Because my major hurdle was an intellectual one (“God is not living up to my sense of justice here”), emotional arguments wouldn’t work. Thank heaven emotional arguments are not all we’re given to stand upon. Two surprising things ended my Jacob year: an Old Testament passage I’d overlooked, and a statement by someone who has since become a false teacher.**
For My thoughts are not your thoughts,
neither are your ways My ways, declares the Lord.
For as the heavens are higher than the earth,
so are My ways higher than your ways
and My thoughts than your thoughts.
Sometimes I have to allow God to be God and let my mind suffer.
These two magnets were all it took. With the firm hand of a loving parent, and with enormous mercy in His eyes, the Lord brought me to a fork in the road. Would I stubbornly insist on understanding the infinite with my tiny pea brain, or could I walk forward in faith, trusting that if I knew everything He knows, I’d not only wholeheartedly agree with Him but hit my knees in worship? Surrendering my need to grasp all that He is and all that He does has been the most freeing decision of my life.

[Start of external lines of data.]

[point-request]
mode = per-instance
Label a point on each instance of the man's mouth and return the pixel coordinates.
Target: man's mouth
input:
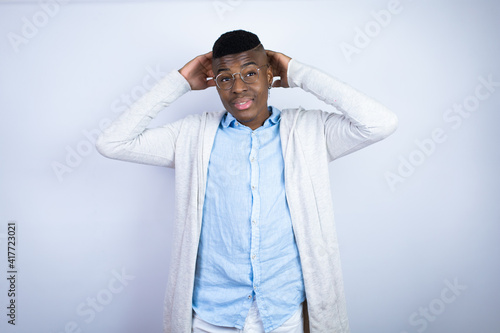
(242, 103)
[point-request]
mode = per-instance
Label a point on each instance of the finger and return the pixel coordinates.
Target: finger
(211, 83)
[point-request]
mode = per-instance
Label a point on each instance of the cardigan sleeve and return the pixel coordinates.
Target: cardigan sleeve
(361, 120)
(128, 139)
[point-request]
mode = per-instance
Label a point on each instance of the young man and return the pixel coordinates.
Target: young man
(255, 245)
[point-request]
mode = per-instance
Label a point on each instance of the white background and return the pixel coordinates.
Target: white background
(97, 218)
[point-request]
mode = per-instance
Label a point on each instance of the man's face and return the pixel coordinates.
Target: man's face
(246, 102)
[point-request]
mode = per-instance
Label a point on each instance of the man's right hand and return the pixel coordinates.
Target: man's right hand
(198, 70)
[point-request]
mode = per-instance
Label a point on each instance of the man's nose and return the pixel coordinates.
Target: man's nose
(239, 84)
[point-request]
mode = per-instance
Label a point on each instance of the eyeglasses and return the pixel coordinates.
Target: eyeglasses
(249, 74)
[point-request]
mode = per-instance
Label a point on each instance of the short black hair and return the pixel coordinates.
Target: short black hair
(233, 42)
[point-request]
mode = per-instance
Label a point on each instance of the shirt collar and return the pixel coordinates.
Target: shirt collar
(229, 120)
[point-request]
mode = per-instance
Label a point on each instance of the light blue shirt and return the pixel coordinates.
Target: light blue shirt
(247, 247)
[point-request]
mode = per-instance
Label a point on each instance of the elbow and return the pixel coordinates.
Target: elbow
(386, 128)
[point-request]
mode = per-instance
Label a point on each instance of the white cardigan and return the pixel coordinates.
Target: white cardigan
(310, 139)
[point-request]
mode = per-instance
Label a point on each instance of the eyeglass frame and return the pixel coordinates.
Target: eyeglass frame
(241, 77)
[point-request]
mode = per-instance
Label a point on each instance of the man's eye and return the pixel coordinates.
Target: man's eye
(251, 73)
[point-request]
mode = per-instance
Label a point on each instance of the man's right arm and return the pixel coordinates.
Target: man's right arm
(128, 137)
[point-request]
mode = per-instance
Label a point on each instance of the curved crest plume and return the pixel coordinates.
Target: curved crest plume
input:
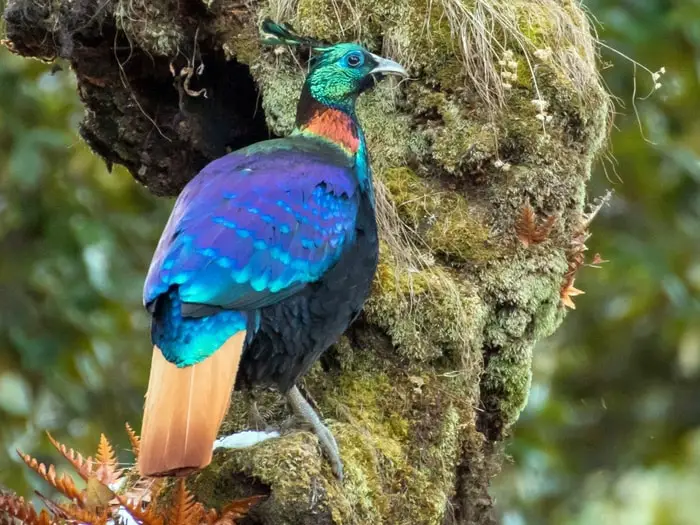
(284, 34)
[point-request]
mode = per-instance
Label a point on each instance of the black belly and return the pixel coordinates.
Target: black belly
(295, 332)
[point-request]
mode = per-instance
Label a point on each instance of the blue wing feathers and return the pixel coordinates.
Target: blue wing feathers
(254, 227)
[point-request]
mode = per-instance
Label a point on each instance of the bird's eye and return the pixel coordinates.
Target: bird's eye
(355, 59)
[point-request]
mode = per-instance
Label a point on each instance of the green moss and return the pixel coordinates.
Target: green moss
(427, 313)
(506, 382)
(443, 219)
(400, 389)
(150, 26)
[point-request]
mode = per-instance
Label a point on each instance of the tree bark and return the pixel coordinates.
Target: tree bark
(504, 115)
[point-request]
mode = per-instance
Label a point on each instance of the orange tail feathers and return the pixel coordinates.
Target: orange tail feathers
(184, 410)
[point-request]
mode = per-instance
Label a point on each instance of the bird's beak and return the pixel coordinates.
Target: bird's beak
(388, 67)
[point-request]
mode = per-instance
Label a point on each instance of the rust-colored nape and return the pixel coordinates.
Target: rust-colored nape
(334, 125)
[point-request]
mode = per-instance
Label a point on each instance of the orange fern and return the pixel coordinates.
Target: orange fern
(106, 470)
(78, 514)
(63, 483)
(147, 516)
(83, 466)
(98, 504)
(135, 441)
(185, 510)
(16, 508)
(528, 228)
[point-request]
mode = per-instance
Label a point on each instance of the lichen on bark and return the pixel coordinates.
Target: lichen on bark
(424, 388)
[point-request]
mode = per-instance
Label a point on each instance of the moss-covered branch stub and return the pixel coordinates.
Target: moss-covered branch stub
(128, 58)
(436, 371)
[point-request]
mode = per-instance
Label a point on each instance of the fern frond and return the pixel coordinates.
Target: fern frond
(83, 466)
(185, 511)
(135, 441)
(146, 516)
(16, 508)
(105, 469)
(78, 514)
(63, 483)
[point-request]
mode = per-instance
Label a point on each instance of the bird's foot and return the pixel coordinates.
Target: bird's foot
(303, 409)
(245, 439)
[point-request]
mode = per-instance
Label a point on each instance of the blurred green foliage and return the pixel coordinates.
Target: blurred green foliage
(612, 431)
(611, 435)
(75, 241)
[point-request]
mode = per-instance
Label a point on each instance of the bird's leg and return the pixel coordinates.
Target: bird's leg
(249, 438)
(256, 420)
(303, 409)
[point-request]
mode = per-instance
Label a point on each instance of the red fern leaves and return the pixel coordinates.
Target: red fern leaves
(15, 508)
(530, 230)
(98, 504)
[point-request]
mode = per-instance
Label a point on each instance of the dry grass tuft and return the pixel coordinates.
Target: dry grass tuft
(539, 31)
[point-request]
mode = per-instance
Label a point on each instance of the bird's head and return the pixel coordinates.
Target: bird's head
(339, 72)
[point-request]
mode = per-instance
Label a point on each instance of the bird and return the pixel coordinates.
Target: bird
(267, 257)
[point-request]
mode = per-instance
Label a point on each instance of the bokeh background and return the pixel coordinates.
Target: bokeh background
(611, 434)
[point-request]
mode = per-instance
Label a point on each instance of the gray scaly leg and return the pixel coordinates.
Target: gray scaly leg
(304, 410)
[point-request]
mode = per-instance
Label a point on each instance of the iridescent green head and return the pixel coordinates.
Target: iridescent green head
(339, 72)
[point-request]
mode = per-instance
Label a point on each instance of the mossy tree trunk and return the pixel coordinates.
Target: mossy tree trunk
(424, 388)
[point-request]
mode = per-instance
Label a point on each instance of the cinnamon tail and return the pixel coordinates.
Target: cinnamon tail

God let me question. He let me struggle. And then He let me lose the fight against Him. Looking back, I’m dumbfounded at His goodness toward such an impertinent little wretch.
Until yesterday, I’d never finished the Piper sermon that caused all this upheaval, so I had no way of knowing that the very next thing he’d say is, “Do not presume to figure God out totally.” (Welp, I spent a hard year trying to do just that. Wish I’d listened for ten more seconds.) And then the next thing he’d say has proven incredibly prophetic: “Wimpy worldviews produce wimpy Christians, and wimpy Christians will not survive the days that are coming.” I can tell you beyond the shadow of a doubt, had the Lord not taken a sledgehammer to my wimpy worldview, I would not have survived this life. I wouldn’t have made it through church planting or depression or anxiety or isolation or spiritual warfare or a baby with an incurable disease. I’m almost in tears thinking about how kind He was to lead me into, through, and out of that valley of doubt.
Sometimes God has to demolish “good enough” for our own good. Comfort addicts that we are, we’re oblivious to the difficulties on the road ahead and the depths of grace He yearns to show us along the way. The only chance we have is for Him to pulverize our puny faith and replace it with something real and robust, sure-footed and clear-eyed.
If you find yourself reduced to rubble by the King of the universe, take courage; He has something so much better in mind for you than what you’ve settled for. He will never tear down without a plan to rebuild. You are in the very best hands possible—the same hands that hold the Milky Way together and hung bloody from a tree to secure a home for you in glory. He’s not brought you this far to abandon you now. Trust His heart and take the next step, even if it’s up to the wrecking ball. You’ll discover it’s a beautiful place for a new beginning.
**While I won’t mention her name, I suspect God intentionally used this teacher to influence my story in the thread of 1 Corinthians 1:27-29 to keep me humble. I can boast in nothing but His power and wisdom.